Monday, 29 July 2013


Shiva Astras (Weapons)

A Shiva Astra  is an Astra which symbolizes the weapons and powers used by the Shiva, the "Destroyer" in Hinduism, the god of wind, dance, war, and destruction.[4]

Having many different attributes, allows a magician to wield many different Astras based on a single god.

Trishula, the trident of the Hindu deity Shiva, stylized by some as used as a missile weapon and often included a crossed stabilizer to facilitate flight when thrown. Considered to be the most powerful weapon.

The trishula symbolism is polyvalent and rich. The trishula is wielded by the Hindu God Shiva and is said to have been used to sever the original head of Ganesha. Durga also holds trishula, as one of her many weapons. There are many other gods and deities, who hold the weapon trishula. The three points have various meanings and significance, and, common to Hindu religion, have many stories behind them. They are commonly said to represent various trinities—creation, maintenance and destruction, past, present and future, the three guna. When looked upon as a weapon of Shiva, the trishula is said to destroy the three worlds: the physical world, the world of the forefathers (representing culture drawn from the past) and the world of the mind (representing the processes of sensing and acting). The three worlds are supposed to be destroyed by Shiva into a single non-dual plane of existence, that is bliss alone.

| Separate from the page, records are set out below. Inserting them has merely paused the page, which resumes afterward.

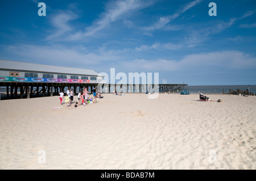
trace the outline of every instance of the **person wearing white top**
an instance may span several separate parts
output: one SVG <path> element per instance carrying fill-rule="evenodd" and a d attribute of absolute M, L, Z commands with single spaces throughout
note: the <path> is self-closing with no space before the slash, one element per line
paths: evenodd
<path fill-rule="evenodd" d="M 60 94 L 60 104 L 61 104 L 62 103 L 62 100 L 64 98 L 64 93 L 63 91 L 59 93 L 59 94 Z"/>

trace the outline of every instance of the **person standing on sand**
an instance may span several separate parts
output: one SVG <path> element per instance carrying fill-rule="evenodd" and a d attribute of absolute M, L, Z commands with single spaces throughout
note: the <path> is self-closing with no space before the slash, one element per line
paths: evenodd
<path fill-rule="evenodd" d="M 79 95 L 77 96 L 77 99 L 79 100 L 79 105 L 81 105 L 81 91 L 79 91 Z"/>
<path fill-rule="evenodd" d="M 71 94 L 70 94 L 70 87 L 68 87 L 68 90 L 67 91 L 67 95 L 68 96 L 68 97 L 69 98 L 69 102 L 70 102 L 70 96 L 71 96 Z"/>
<path fill-rule="evenodd" d="M 67 95 L 65 96 L 65 103 L 66 103 L 66 107 L 68 107 L 69 100 L 69 96 L 68 95 L 68 94 L 67 94 Z"/>
<path fill-rule="evenodd" d="M 93 88 L 93 96 L 95 96 L 96 95 L 96 89 L 95 89 L 95 87 Z"/>
<path fill-rule="evenodd" d="M 88 91 L 87 90 L 87 87 L 84 89 L 84 101 L 85 102 L 85 104 L 87 104 L 87 99 L 88 99 Z"/>
<path fill-rule="evenodd" d="M 59 94 L 60 95 L 60 104 L 62 104 L 62 100 L 64 99 L 63 91 L 60 92 L 60 93 L 59 93 Z"/>
<path fill-rule="evenodd" d="M 73 100 L 74 100 L 74 92 L 73 91 L 73 89 L 71 89 L 71 91 L 70 91 L 70 104 L 72 103 Z"/>

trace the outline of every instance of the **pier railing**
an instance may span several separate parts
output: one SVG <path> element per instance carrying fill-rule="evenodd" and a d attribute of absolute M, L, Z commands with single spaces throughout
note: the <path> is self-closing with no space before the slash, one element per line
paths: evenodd
<path fill-rule="evenodd" d="M 237 89 L 236 91 L 231 89 L 229 90 L 229 94 L 240 95 L 240 94 L 241 95 L 256 95 L 256 94 L 249 92 L 248 89 L 246 89 L 246 91 L 244 91 L 241 89 Z"/>

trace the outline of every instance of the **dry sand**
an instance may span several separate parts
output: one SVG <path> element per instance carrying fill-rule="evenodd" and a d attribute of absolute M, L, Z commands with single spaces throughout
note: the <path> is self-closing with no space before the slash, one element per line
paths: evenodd
<path fill-rule="evenodd" d="M 1 100 L 0 169 L 256 169 L 256 96 L 125 94 Z"/>

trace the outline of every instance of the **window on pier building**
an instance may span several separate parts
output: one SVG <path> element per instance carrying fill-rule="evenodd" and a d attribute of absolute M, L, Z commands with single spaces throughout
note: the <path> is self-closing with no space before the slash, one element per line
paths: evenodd
<path fill-rule="evenodd" d="M 72 79 L 78 79 L 79 77 L 78 75 L 71 75 L 70 78 Z"/>
<path fill-rule="evenodd" d="M 88 76 L 81 76 L 81 79 L 88 80 Z"/>
<path fill-rule="evenodd" d="M 67 79 L 67 75 L 58 75 L 57 78 L 65 78 L 65 79 Z"/>
<path fill-rule="evenodd" d="M 97 77 L 90 77 L 91 81 L 96 81 L 97 80 Z"/>
<path fill-rule="evenodd" d="M 25 72 L 25 77 L 38 78 L 38 74 L 36 73 Z"/>
<path fill-rule="evenodd" d="M 43 78 L 53 78 L 53 74 L 43 74 Z"/>

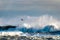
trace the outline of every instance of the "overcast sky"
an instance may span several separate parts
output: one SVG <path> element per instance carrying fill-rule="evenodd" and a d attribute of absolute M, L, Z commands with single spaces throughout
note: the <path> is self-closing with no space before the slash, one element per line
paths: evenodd
<path fill-rule="evenodd" d="M 41 16 L 60 17 L 60 0 L 0 0 L 0 17 Z"/>

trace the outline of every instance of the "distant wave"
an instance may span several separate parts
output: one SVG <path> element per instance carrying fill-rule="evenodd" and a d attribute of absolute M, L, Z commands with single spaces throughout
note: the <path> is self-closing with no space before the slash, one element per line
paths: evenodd
<path fill-rule="evenodd" d="M 10 27 L 7 27 L 7 25 L 10 25 Z M 39 17 L 20 16 L 15 18 L 0 18 L 0 31 L 21 31 L 23 33 L 56 33 L 60 32 L 60 20 L 49 15 L 43 15 Z"/>

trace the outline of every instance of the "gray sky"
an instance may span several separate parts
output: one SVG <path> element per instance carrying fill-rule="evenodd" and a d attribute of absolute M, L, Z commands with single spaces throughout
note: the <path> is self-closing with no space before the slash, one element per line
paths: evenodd
<path fill-rule="evenodd" d="M 60 17 L 60 0 L 0 0 L 0 17 L 41 16 Z"/>

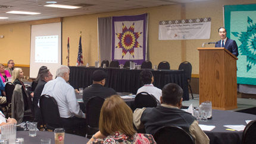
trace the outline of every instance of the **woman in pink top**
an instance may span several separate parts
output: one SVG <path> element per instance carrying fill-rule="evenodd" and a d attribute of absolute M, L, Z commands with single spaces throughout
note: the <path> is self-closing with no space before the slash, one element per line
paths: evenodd
<path fill-rule="evenodd" d="M 3 82 L 7 82 L 7 78 L 11 77 L 9 71 L 8 70 L 4 70 L 4 65 L 2 63 L 0 63 L 0 76 Z"/>

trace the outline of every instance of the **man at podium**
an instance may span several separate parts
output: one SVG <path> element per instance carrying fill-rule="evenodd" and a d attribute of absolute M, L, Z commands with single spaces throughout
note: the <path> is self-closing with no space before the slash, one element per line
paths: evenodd
<path fill-rule="evenodd" d="M 218 28 L 218 35 L 221 39 L 215 44 L 215 47 L 224 47 L 237 57 L 238 56 L 238 45 L 236 41 L 227 37 L 227 31 L 225 28 Z"/>

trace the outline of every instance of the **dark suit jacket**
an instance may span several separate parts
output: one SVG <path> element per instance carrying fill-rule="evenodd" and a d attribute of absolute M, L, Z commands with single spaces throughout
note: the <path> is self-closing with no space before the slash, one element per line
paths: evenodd
<path fill-rule="evenodd" d="M 215 44 L 215 47 L 221 47 L 221 40 L 218 41 Z M 236 41 L 227 39 L 227 41 L 226 41 L 225 46 L 224 46 L 225 49 L 230 52 L 233 55 L 236 56 L 236 57 L 238 56 L 238 45 L 236 44 Z"/>
<path fill-rule="evenodd" d="M 38 101 L 41 97 L 41 93 L 43 91 L 45 84 L 46 84 L 46 81 L 40 79 L 34 91 L 34 97 L 33 98 L 33 101 L 34 104 L 35 117 L 36 118 L 36 120 L 38 121 L 42 121 L 41 111 L 38 107 Z"/>

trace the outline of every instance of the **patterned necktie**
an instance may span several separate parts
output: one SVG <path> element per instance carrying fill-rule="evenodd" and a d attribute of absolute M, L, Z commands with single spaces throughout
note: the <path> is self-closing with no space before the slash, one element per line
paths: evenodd
<path fill-rule="evenodd" d="M 221 47 L 224 47 L 224 40 L 222 40 Z"/>

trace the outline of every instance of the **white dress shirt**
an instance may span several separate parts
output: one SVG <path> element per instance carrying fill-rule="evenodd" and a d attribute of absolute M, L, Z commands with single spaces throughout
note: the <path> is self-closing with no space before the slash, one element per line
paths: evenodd
<path fill-rule="evenodd" d="M 142 92 L 146 92 L 153 95 L 160 102 L 160 97 L 162 96 L 162 90 L 154 87 L 153 84 L 144 85 L 144 86 L 138 89 L 137 94 Z"/>
<path fill-rule="evenodd" d="M 80 109 L 74 88 L 61 77 L 48 82 L 41 95 L 48 94 L 54 97 L 58 104 L 61 117 L 69 118 L 74 116 L 85 119 Z"/>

In the human body, the trishula also represents the place where the three main nadis, or energy channels (ida, pingala and shushmana) meet at the brow. Shushmana, the central one, continues upward to the 7th chakra, or energy center, while the other two end at the brow, there the 6th chakra is located. The trisula's central point represents Shushmana, and that is why it is longer than the other two, representing ida and pingala.

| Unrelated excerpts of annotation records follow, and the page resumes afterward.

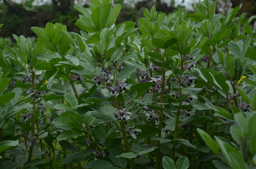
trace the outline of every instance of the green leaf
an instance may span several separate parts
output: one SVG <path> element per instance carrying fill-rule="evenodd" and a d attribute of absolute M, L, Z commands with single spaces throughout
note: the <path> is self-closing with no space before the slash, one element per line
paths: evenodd
<path fill-rule="evenodd" d="M 105 115 L 102 113 L 91 112 L 91 115 L 97 118 L 106 122 L 110 122 L 113 120 L 113 117 L 109 115 Z"/>
<path fill-rule="evenodd" d="M 72 107 L 76 106 L 78 105 L 78 101 L 77 99 L 73 94 L 67 93 L 66 93 L 64 95 L 64 97 L 66 100 L 70 104 Z"/>
<path fill-rule="evenodd" d="M 122 168 L 125 168 L 127 165 L 127 161 L 123 157 L 116 157 L 116 156 L 119 155 L 120 155 L 120 154 L 117 148 L 116 147 L 112 148 L 109 153 L 109 157 L 113 163 Z"/>
<path fill-rule="evenodd" d="M 60 140 L 58 142 L 59 145 L 67 150 L 73 152 L 80 152 L 80 149 L 74 143 L 67 140 Z"/>
<path fill-rule="evenodd" d="M 152 40 L 149 39 L 141 39 L 140 41 L 145 46 L 148 47 L 150 49 L 152 49 L 154 51 L 157 51 L 157 48 L 152 43 Z"/>
<path fill-rule="evenodd" d="M 62 55 L 64 55 L 70 49 L 68 39 L 65 36 L 62 36 L 58 44 L 58 50 Z"/>
<path fill-rule="evenodd" d="M 180 47 L 180 52 L 181 54 L 189 54 L 190 51 L 190 47 L 187 45 L 182 45 Z"/>
<path fill-rule="evenodd" d="M 197 129 L 197 131 L 212 151 L 215 154 L 218 154 L 219 146 L 218 146 L 217 143 L 212 138 L 211 136 L 202 129 L 198 128 Z"/>
<path fill-rule="evenodd" d="M 213 2 L 213 3 L 209 7 L 209 8 L 208 8 L 208 15 L 209 16 L 209 19 L 212 19 L 214 14 L 215 14 L 216 5 L 217 0 L 215 0 L 214 2 Z"/>
<path fill-rule="evenodd" d="M 207 80 L 209 83 L 213 84 L 214 82 L 214 78 L 212 74 L 209 72 L 209 70 L 206 68 L 201 68 L 200 71 L 204 77 Z"/>
<path fill-rule="evenodd" d="M 28 162 L 26 165 L 25 165 L 24 166 L 24 167 L 27 167 L 32 166 L 40 164 L 43 163 L 44 162 L 44 161 L 42 159 L 34 159 Z"/>
<path fill-rule="evenodd" d="M 253 66 L 252 64 L 248 64 L 248 65 L 249 66 L 249 67 L 250 67 L 250 69 L 251 69 L 251 70 L 252 70 L 252 71 L 253 72 L 253 73 L 256 75 L 256 66 Z M 1 84 L 0 83 L 1 82 L 0 82 L 0 84 Z M 1 90 L 0 90 L 0 91 Z"/>
<path fill-rule="evenodd" d="M 132 85 L 130 88 L 131 92 L 137 91 L 138 94 L 135 99 L 139 98 L 141 95 L 143 94 L 148 90 L 148 88 L 152 86 L 153 83 L 152 82 L 145 82 Z"/>
<path fill-rule="evenodd" d="M 103 22 L 103 8 L 101 7 L 95 8 L 91 13 L 91 19 L 93 21 L 94 26 L 98 30 L 101 30 Z"/>
<path fill-rule="evenodd" d="M 125 78 L 130 77 L 132 73 L 136 72 L 136 69 L 137 67 L 136 66 L 124 68 L 116 75 L 116 79 L 118 80 L 123 80 Z"/>
<path fill-rule="evenodd" d="M 240 57 L 241 55 L 241 52 L 239 46 L 233 43 L 230 42 L 229 44 L 229 49 L 230 53 L 231 53 L 236 57 Z"/>
<path fill-rule="evenodd" d="M 47 61 L 40 62 L 35 65 L 34 68 L 37 70 L 53 70 L 54 69 L 54 67 Z"/>
<path fill-rule="evenodd" d="M 74 110 L 74 109 L 71 108 L 71 107 L 64 104 L 58 104 L 54 106 L 54 108 L 58 110 Z"/>
<path fill-rule="evenodd" d="M 147 148 L 147 149 L 140 151 L 139 152 L 137 152 L 136 154 L 137 155 L 145 154 L 149 152 L 153 151 L 156 148 L 158 148 L 158 147 L 152 147 L 152 148 Z"/>
<path fill-rule="evenodd" d="M 154 38 L 152 39 L 152 43 L 153 45 L 161 49 L 165 48 L 165 42 L 162 39 L 159 38 Z"/>
<path fill-rule="evenodd" d="M 100 35 L 100 32 L 94 33 L 92 36 L 88 38 L 85 41 L 85 42 L 87 44 L 92 44 L 100 42 L 100 38 L 99 38 Z"/>
<path fill-rule="evenodd" d="M 15 96 L 15 93 L 13 92 L 8 92 L 0 96 L 0 105 L 8 103 Z"/>
<path fill-rule="evenodd" d="M 26 155 L 19 155 L 15 158 L 15 162 L 18 166 L 22 168 L 27 162 L 28 157 L 28 156 Z"/>
<path fill-rule="evenodd" d="M 197 11 L 194 14 L 189 14 L 189 17 L 192 21 L 196 21 L 198 23 L 207 19 L 207 15 L 204 12 Z"/>
<path fill-rule="evenodd" d="M 137 135 L 138 139 L 152 137 L 158 132 L 158 128 L 149 125 L 139 125 L 137 128 L 141 130 L 141 132 Z"/>
<path fill-rule="evenodd" d="M 243 90 L 243 89 L 241 89 L 239 87 L 236 87 L 236 89 L 237 89 L 238 92 L 239 92 L 239 93 L 242 96 L 242 98 L 245 100 L 245 101 L 248 104 L 250 104 L 250 103 L 251 102 L 250 99 L 248 97 L 248 95 L 246 94 L 244 91 Z"/>
<path fill-rule="evenodd" d="M 92 21 L 89 18 L 81 18 L 76 21 L 75 26 L 88 33 L 94 33 L 99 30 L 94 26 Z"/>
<path fill-rule="evenodd" d="M 167 40 L 165 44 L 165 49 L 175 44 L 176 43 L 177 43 L 177 41 L 178 40 L 177 40 L 176 38 L 172 38 L 171 39 Z"/>
<path fill-rule="evenodd" d="M 228 92 L 229 91 L 229 86 L 226 83 L 225 79 L 217 74 L 214 74 L 214 77 L 217 83 L 216 84 L 218 85 L 218 84 L 225 92 Z"/>
<path fill-rule="evenodd" d="M 47 35 L 46 35 L 44 29 L 37 27 L 33 27 L 31 28 L 31 30 L 36 34 L 38 38 L 41 38 L 43 41 L 46 41 L 47 42 L 50 41 L 50 40 L 48 38 Z"/>
<path fill-rule="evenodd" d="M 0 93 L 7 87 L 9 81 L 7 79 L 0 80 Z"/>
<path fill-rule="evenodd" d="M 213 160 L 213 163 L 217 169 L 231 169 L 231 168 L 223 161 L 218 160 Z"/>
<path fill-rule="evenodd" d="M 94 120 L 96 118 L 91 115 L 91 111 L 88 111 L 84 115 L 84 123 L 87 125 L 90 125 L 93 123 Z"/>
<path fill-rule="evenodd" d="M 70 131 L 66 131 L 59 135 L 57 138 L 56 140 L 58 141 L 65 140 L 70 137 L 74 138 L 78 136 L 79 134 L 74 134 Z"/>
<path fill-rule="evenodd" d="M 6 140 L 0 142 L 0 153 L 3 152 L 10 148 L 16 146 L 18 141 Z"/>
<path fill-rule="evenodd" d="M 114 167 L 112 164 L 110 162 L 101 159 L 90 162 L 89 167 L 92 169 L 110 169 L 111 167 Z"/>
<path fill-rule="evenodd" d="M 120 4 L 116 4 L 114 7 L 110 11 L 110 13 L 107 18 L 109 20 L 109 22 L 107 22 L 107 26 L 111 26 L 116 22 L 116 18 L 119 14 L 121 9 L 122 8 L 122 6 Z"/>
<path fill-rule="evenodd" d="M 54 80 L 54 78 L 55 77 L 55 75 L 56 75 L 57 73 L 57 72 L 55 73 L 53 76 L 49 78 L 49 80 L 48 80 L 48 82 L 47 82 L 47 84 L 46 84 L 46 88 L 47 89 L 50 89 L 52 86 L 53 81 Z"/>
<path fill-rule="evenodd" d="M 162 165 L 164 169 L 175 169 L 176 166 L 174 161 L 171 158 L 164 156 L 162 161 Z"/>
<path fill-rule="evenodd" d="M 128 152 L 128 153 L 122 153 L 120 156 L 128 158 L 128 159 L 131 159 L 131 158 L 134 158 L 137 157 L 137 154 L 135 154 L 134 153 L 132 152 Z M 117 156 L 116 157 L 119 157 L 119 156 Z"/>
<path fill-rule="evenodd" d="M 99 140 L 105 139 L 107 136 L 107 129 L 102 124 L 94 128 L 94 134 Z"/>
<path fill-rule="evenodd" d="M 66 164 L 71 163 L 78 163 L 84 160 L 86 158 L 86 155 L 83 153 L 75 153 L 68 155 L 63 160 L 62 164 Z"/>
<path fill-rule="evenodd" d="M 54 38 L 55 31 L 54 31 L 54 25 L 50 23 L 48 23 L 45 25 L 45 34 L 51 42 Z"/>
<path fill-rule="evenodd" d="M 216 111 L 216 112 L 219 114 L 221 115 L 223 115 L 229 119 L 234 119 L 234 118 L 230 115 L 230 113 L 229 113 L 229 112 L 225 109 L 217 106 L 215 106 L 215 108 L 218 109 L 218 111 Z"/>
<path fill-rule="evenodd" d="M 245 25 L 244 25 L 244 28 L 245 29 L 245 31 L 249 36 L 251 37 L 251 38 L 253 38 L 253 32 L 252 31 L 252 27 L 249 25 L 248 24 L 246 24 Z"/>
<path fill-rule="evenodd" d="M 256 87 L 254 88 L 254 92 L 252 99 L 252 102 L 250 103 L 250 105 L 254 110 L 256 110 Z"/>
<path fill-rule="evenodd" d="M 137 96 L 138 92 L 137 91 L 132 91 L 124 98 L 124 104 L 126 104 L 132 100 Z"/>
<path fill-rule="evenodd" d="M 177 161 L 176 165 L 177 169 L 187 169 L 190 167 L 190 161 L 187 157 L 180 157 Z"/>
<path fill-rule="evenodd" d="M 256 49 L 251 47 L 248 47 L 245 54 L 245 56 L 252 60 L 256 61 L 256 55 L 255 54 L 256 54 Z"/>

The Pashupatastra ( पाशुपतास्त्र) is the irresistible and most destructive personal weapon of Shiva, discharged by the mind, the eyes, words, or a bow. Never to be used against lesser enemies or by lesser warriors, the Pashupatastra is capable of destroying creation and vanquishing all beings. Pashupatinath is the most important of all Shiva temples located in Kathmandu, Nepal. Pashupatastra is the weapon of PashupatiNath.

This Pashupatastra was used in the Mahabharata war by Arjuna to kill Jayadratha. It was used against Lakshmana by Meghanada. It returned without causing any harm since it can be used only to uphold Dharma

The parashu (Sanskrit: paraṣu) is an Indian battle-axe. It is generally wielded with two hands but could also be used with only one.

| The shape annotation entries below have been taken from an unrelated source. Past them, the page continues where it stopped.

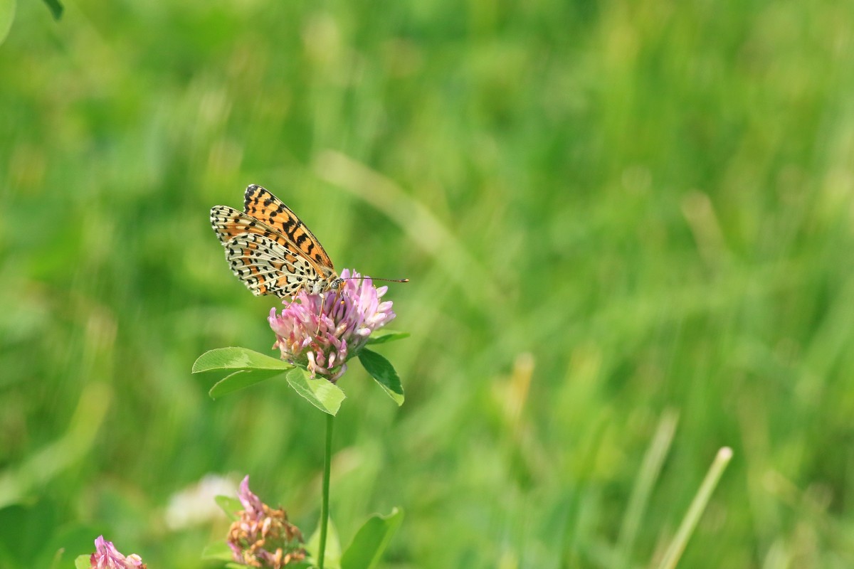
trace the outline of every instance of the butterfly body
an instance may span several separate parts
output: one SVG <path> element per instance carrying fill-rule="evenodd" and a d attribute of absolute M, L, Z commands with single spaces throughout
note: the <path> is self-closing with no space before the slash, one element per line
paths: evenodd
<path fill-rule="evenodd" d="M 211 225 L 231 272 L 256 296 L 322 294 L 342 279 L 323 246 L 296 214 L 266 189 L 246 189 L 243 211 L 211 208 Z"/>

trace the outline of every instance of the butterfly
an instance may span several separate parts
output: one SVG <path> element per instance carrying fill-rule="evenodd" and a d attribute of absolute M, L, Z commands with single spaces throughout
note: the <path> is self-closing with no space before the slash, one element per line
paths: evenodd
<path fill-rule="evenodd" d="M 212 207 L 211 225 L 225 247 L 231 272 L 255 296 L 293 298 L 300 291 L 322 294 L 343 282 L 317 237 L 260 186 L 246 189 L 243 212 Z"/>

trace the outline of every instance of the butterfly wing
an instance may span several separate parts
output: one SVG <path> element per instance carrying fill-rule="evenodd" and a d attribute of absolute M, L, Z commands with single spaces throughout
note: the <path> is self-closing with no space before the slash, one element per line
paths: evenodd
<path fill-rule="evenodd" d="M 320 241 L 296 217 L 296 214 L 269 190 L 254 183 L 250 184 L 243 195 L 243 212 L 284 236 L 296 247 L 297 251 L 315 265 L 319 274 L 324 277 L 334 274 L 332 260 L 326 254 Z"/>
<path fill-rule="evenodd" d="M 292 297 L 318 279 L 317 271 L 301 257 L 258 234 L 242 233 L 225 243 L 231 272 L 255 296 Z"/>
<path fill-rule="evenodd" d="M 246 189 L 245 212 L 211 208 L 211 225 L 235 276 L 253 294 L 295 295 L 321 290 L 337 277 L 317 238 L 278 198 L 260 186 Z"/>

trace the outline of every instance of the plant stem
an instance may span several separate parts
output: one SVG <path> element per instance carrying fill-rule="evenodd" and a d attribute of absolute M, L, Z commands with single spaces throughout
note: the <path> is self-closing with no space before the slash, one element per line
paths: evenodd
<path fill-rule="evenodd" d="M 332 462 L 332 421 L 334 415 L 326 415 L 326 448 L 323 458 L 323 496 L 320 502 L 320 551 L 318 553 L 318 569 L 323 569 L 326 556 L 326 526 L 329 524 L 329 473 Z"/>

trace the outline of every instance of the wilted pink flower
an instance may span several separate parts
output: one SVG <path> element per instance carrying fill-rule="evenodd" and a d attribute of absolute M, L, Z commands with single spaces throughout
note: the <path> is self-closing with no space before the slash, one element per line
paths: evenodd
<path fill-rule="evenodd" d="M 249 477 L 237 492 L 243 509 L 228 531 L 228 546 L 234 560 L 253 567 L 281 569 L 306 558 L 302 533 L 288 522 L 284 509 L 272 509 L 249 490 Z"/>
<path fill-rule="evenodd" d="M 103 536 L 95 540 L 95 553 L 89 558 L 91 569 L 145 569 L 145 564 L 137 554 L 125 557 L 116 551 L 113 542 Z"/>
<path fill-rule="evenodd" d="M 333 383 L 371 333 L 395 318 L 391 301 L 379 301 L 388 287 L 377 288 L 370 277 L 362 278 L 355 270 L 344 269 L 341 277 L 337 291 L 324 296 L 301 292 L 285 303 L 281 314 L 273 308 L 267 318 L 276 333 L 273 347 L 281 351 L 282 359 Z"/>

The parashu could be double edged or bladed or single-bladed with a spike on the non cutting edge. It usually measures between 3 – 5 feet though some are as long as 7 feet. The parashu is usually made of iron or wootz steel. The cutting edge is broader than the edge which is attached to the haft. The haft is often tied with a leather sheet to provide a good grip.
In Hinduism

The parashu is the weapon of Lord Shiva who gave it to Parashurama, sixth Avatar of Vishnu, whose name means "Rama with the axe" and also taught him its mastery. He was one of the few Brahmin guru who were also masters of hand to hand combat. He is known as the founder of Kalaripayattu, ancient Indian martial art. Parashurama was the guru of Dronacharya, the guru who instructed the Pandavas in the epic of the Mahabharata. Bhishma and Karna, half brother of Pandava also took instruction in weaponry from Parashurama, a disciple of lord Shiva, and was known to have terrible temper having lost his father to the evil Asura. In his anger, Parashurama used the parashu to get rid of the all the Earth's tyrannical kshatriya (warrior class) twenty one times over. Parashurama's weapon had supernatural powers. It had four cutting edges, one on each end of the blade head and one on each end of the shaft.

The parashu was known as the most lethal close combat weapons of the epics. It is also one of the weapons of Lord Shiva and Goddess Durga and is still depicted on their idols throughout India.


 Pinaka is the name of the divine bow (dhanush) wielded by Lord Shiv. 8 meter in height.

 Nataraja , 
The Lord of Dance, in Hindu mythology is another name for Shiva, the cosmic dancer who performs his divine dance to destroy a weary universe and make preparations for the god Brahma to start the process of creation. As an Astra of Gate of the Gods Come from the Heavens, it allows the user to use various spells by expressing them in the form of dance.